Use organic produce when possible
2 cups small cauliflower florets
1 small zucchini, grated
1 carrot, peeled and grated
4 celery stalks, chopped (1 cup)
1/2 cup white or green onions, chopped
1/4 cup fresh cilantro, chopped
2 tablespoons olive oil
Optional but nice to include vegetables
1 cup mushrooms, chopped
1 small jalapeno, seeded and chopped (or 1/4 cup green peppers, chopped for a milder version)
Organic spice mix*
1 tablespoon tomato paste
1/2 teaspoon cumin
1/2 teaspoon turmeric powder
1/2 teaspoon smoked paprika**
1/2 teaspoon paprika**
1/4 teaspoon garlic powder
1/4 teaspoon sea salt
1/8 teaspoon fresh ground pepper
1/8 teaspoon (or just a dash) cayenne pepper
Green onions, purple cabbage, cucumbers, radishes, sliced peppers, fresh cilantro, chives, quick pickled onions, vegan cheese, a drizzle of your favourite salad dressing.

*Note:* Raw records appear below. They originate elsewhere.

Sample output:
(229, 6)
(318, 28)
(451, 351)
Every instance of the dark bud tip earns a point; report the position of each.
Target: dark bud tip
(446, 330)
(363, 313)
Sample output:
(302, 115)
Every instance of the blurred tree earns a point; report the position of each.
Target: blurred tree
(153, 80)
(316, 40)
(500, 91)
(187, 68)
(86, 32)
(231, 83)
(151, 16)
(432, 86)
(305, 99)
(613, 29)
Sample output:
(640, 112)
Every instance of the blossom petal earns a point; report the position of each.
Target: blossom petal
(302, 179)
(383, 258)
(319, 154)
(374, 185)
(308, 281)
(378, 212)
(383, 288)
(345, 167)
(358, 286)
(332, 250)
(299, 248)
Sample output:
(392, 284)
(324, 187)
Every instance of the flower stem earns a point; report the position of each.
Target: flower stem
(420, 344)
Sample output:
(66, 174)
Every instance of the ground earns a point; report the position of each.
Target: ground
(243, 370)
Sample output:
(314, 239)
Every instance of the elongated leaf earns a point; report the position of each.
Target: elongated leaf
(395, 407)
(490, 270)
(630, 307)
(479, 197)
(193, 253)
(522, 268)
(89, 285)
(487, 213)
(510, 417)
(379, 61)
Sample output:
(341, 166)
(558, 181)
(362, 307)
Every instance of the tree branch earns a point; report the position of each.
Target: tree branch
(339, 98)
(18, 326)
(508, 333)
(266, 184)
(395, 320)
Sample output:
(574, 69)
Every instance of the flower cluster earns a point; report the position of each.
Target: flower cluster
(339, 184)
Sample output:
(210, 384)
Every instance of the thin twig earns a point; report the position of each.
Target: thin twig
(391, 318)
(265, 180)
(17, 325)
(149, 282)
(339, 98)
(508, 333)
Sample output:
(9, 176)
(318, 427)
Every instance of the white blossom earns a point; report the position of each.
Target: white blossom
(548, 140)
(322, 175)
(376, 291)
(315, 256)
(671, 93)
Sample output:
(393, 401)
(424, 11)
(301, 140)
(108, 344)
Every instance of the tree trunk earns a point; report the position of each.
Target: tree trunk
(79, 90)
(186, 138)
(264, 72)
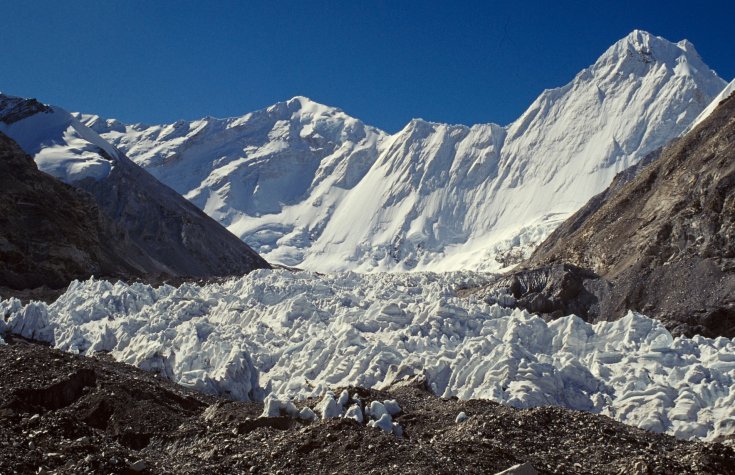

Additional serving suggestions:
This mild spicy mix is also great with steamed rice, GF pasta, in a salad, on even on its own!
- In a large stainless steel frying pan over medium heat, add olive oil, onions, celery, zucchini, carrots, and cook for about 4-5 minutes.
- Add cauliflower and cook for another 2-3 minutes.
- Mix in the spices and tomato paste, add fresh chopped cilantro.
- Serve with GF brown rice, corn or lettuce wraps, enjoy!
* If you’re not sure about the variety of spices used, add just a little less the first time around. To make this dish spicier, add more. Including a chopped up jalapeno pepper in the mixture will also increase the heat.
** If you don’t have both smoked and regular paprika don’t worry, using just one or the other will be just fine.